Welcome to the Microsoft Speaker Recognition APIs. Speaker Recognition APIs are cloud-based APIs that provide the most advanced algorithms for speaker verification and speaker identification. Speaker Recognition can be divided into two categories: speaker verification and speaker identification.

Speaker Verification

Voice has unique characteristics that can be used to identify a person, just like a fingerprint. Using voice as a signal for access control and authentication scenarios has emerged as a new innovative tool –essentially offering a level up in security that simplifies the authentication experience for customers.
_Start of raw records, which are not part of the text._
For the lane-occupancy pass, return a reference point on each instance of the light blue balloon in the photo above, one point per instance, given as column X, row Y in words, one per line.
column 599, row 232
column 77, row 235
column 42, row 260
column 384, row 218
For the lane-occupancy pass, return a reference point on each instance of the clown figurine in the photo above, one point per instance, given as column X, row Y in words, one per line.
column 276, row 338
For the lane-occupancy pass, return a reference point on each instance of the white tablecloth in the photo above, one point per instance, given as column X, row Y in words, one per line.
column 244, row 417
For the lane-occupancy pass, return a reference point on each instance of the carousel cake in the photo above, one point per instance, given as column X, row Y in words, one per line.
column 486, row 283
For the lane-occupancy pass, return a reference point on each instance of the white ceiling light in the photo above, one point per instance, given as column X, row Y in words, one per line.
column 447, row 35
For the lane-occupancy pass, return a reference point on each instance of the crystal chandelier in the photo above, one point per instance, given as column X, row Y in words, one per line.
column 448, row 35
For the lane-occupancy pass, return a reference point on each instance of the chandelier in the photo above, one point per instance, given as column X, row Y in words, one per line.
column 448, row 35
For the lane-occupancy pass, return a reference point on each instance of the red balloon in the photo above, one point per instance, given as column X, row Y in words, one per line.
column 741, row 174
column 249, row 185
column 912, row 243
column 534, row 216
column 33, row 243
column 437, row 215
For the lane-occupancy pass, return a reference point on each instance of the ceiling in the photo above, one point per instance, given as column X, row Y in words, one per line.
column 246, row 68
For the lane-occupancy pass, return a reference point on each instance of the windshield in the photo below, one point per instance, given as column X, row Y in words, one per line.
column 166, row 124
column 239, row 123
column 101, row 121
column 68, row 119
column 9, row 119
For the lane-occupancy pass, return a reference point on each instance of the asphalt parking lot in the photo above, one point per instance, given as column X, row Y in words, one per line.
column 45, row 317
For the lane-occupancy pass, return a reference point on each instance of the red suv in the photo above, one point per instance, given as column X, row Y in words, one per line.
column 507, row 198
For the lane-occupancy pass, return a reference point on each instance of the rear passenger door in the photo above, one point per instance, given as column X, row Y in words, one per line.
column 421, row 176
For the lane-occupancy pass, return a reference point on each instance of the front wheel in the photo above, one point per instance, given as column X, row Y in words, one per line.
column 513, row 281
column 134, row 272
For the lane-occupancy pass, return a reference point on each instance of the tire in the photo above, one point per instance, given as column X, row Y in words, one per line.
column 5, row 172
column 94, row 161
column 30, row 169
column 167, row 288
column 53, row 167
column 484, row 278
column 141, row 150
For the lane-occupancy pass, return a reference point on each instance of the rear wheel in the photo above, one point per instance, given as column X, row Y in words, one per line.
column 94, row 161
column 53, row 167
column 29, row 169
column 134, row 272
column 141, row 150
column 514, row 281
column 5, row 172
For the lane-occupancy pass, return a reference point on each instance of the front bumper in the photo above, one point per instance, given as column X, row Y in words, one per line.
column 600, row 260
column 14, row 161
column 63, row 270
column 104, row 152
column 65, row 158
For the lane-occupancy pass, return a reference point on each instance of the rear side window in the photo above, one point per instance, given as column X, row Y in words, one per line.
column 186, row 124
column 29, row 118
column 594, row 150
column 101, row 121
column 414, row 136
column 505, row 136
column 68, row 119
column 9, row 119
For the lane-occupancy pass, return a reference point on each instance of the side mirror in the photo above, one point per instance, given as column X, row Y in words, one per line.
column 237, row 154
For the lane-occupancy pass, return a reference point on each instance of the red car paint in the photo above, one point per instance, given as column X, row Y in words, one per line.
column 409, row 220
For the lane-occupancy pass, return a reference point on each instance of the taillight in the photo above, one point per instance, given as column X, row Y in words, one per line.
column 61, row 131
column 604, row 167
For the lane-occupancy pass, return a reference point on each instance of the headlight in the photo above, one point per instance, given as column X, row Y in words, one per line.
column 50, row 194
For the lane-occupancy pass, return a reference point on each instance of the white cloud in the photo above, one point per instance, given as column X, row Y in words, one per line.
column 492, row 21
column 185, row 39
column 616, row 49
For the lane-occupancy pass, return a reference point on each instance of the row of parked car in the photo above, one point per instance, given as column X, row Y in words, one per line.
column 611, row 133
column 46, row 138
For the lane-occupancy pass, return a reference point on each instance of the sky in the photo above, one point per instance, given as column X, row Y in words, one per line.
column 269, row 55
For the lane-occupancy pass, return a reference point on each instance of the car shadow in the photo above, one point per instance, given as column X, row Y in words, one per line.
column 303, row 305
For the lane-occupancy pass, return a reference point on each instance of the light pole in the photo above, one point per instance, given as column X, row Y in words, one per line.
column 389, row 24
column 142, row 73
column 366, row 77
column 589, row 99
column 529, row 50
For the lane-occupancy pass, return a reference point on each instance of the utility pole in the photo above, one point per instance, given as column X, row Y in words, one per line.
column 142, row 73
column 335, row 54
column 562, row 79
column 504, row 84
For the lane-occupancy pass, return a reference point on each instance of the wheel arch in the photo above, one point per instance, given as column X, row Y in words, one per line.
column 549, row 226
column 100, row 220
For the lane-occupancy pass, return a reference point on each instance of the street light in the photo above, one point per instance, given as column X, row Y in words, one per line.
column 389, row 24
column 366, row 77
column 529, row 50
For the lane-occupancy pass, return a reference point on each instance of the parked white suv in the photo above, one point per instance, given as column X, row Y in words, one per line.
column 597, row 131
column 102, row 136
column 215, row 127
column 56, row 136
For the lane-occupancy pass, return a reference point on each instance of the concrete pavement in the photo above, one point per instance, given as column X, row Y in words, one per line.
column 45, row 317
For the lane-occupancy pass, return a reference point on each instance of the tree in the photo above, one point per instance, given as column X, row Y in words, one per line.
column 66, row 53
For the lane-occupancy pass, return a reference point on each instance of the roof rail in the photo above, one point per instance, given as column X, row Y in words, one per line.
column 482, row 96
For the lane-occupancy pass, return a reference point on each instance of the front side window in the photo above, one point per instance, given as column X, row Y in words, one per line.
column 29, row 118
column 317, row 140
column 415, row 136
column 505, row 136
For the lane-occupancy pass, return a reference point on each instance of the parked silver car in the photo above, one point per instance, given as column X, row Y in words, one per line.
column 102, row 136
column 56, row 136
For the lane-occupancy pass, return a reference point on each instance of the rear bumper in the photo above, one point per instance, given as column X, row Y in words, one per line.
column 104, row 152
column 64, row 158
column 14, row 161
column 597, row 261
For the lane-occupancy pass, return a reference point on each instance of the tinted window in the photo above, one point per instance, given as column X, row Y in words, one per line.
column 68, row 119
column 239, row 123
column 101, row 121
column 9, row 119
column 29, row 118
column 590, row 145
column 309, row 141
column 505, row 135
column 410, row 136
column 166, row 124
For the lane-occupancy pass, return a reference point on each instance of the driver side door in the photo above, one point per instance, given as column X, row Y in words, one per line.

Speaker Verification APIs can automatically verify and authenticate users using their voice or speech.

Enrollment

Enrollment for speaker verification is text-dependent, which means speakers need to choose a specific pass phrase to use during both enrollment and verification phases.

In enrollment, the speaker's voice is recorded saying a specific phrase, then a number of features are extracted and the chosen phrase is recognized. Together, both extracted features and the chosen phrase form a unique voice signature.

Verification

#

In verification, an input voice and phrase are compared against the enrollment's voice signature and phrase –in order to verify whether or not they are from the same person, and if they are saying the correct phrase.

For more details about speaker verification, please refer to the API Speaker - Verification.

Speaker Identification

Speaker Identification APIs can automatically identify the person speaking in an audio file, given a group of prospective speakers. The input audio is paired against the provided group of speakers, and in the case that there is a match found, the speaker’s identity is returned.

All speakers should go through an enrollment process first to get their voice registered to the system, and have a voice print created.

Enrollment

Enrollment for speaker identification is text-independent, which means that there are no restrictions on what the speaker says in the audio. The speaker's voice is recorded, and a number of features are extracted to form a unique voice signature.

Recognition

The audio of the unknown speaker, together with the prospective group of speakers, is provided during recognition. The input voice is compared against all speakers in order to determine whose voice it is, and if there is a match found, the identity of the speaker is returned.

For more details about speaker identification, please refer to the API Speaker - Identification.